I immediately adored this book, not only are the illustrations utterly wonderful but they are intelligent, charming, clever and a little silly. Although this book is really aimed at adults I think because it is a little tongue-in-cheek a younger Lizzy would have absolutely loved this little book. At the back of the book you see that the inspiration was taken from a children’s encyclopedia written around the early twentieth century when it was perfectly acceptable to keep red squirrels as pets, not the case now I must add. Having said that I think this book would be loved by both audiences because despite it’s slightly mocking nature there is certainly nothing unsuitable for a younger reader.
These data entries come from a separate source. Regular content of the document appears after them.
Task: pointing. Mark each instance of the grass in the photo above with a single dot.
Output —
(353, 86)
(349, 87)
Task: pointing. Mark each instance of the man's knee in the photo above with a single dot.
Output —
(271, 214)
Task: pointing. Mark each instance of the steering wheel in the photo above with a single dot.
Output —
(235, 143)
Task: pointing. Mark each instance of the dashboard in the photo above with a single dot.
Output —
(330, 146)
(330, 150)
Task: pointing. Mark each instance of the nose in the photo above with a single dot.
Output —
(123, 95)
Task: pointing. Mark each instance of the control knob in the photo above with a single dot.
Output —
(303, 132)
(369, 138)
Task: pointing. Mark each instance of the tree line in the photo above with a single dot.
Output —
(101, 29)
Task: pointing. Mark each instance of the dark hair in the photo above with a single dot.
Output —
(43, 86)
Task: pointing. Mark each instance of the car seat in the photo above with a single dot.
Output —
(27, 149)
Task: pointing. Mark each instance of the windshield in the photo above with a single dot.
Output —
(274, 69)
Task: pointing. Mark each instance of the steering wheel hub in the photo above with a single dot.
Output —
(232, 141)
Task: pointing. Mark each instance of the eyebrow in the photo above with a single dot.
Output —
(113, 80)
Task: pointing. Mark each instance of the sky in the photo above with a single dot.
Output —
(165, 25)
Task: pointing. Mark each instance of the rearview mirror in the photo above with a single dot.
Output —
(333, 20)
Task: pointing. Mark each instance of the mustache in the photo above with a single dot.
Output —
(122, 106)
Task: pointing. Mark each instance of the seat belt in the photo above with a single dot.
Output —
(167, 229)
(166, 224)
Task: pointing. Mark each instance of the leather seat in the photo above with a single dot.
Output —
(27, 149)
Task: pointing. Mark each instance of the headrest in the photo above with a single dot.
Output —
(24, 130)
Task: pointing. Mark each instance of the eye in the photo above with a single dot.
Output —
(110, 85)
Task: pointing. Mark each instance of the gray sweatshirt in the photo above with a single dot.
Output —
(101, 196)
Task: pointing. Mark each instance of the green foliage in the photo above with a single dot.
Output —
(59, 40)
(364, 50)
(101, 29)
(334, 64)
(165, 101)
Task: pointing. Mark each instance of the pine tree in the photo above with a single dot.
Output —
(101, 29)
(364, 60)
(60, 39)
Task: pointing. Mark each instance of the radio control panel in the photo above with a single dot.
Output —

The language is simple to read, and the writing moves quickly and I liked that it isn’t patronising which some children’s books can be at times. Having a headteacher of a primary school for a parent means I’ve read a fair few and they can be tedious. I liked the way that each page conveys something one must do to care for a pet squirrel, complete with Axel Scheffler’s idea on how this might look – with a couple of little twists too. Despite being a very short book it manages to get a lot in and be a really enjoyable read. The illustrations are beautiful as to be expected from the illustrator of the much adored The Gruffalo.
If you need any more persuasion Axel and the publishers, Faber & Faber, are donating money from each copy to red squirrel conservation in the UK which is a lovely added touch. I think this book is perfect as a stocking filler, or as a birthday present for a little one, or treat yourself. It’s a lovely tale and one I’m glad to have read.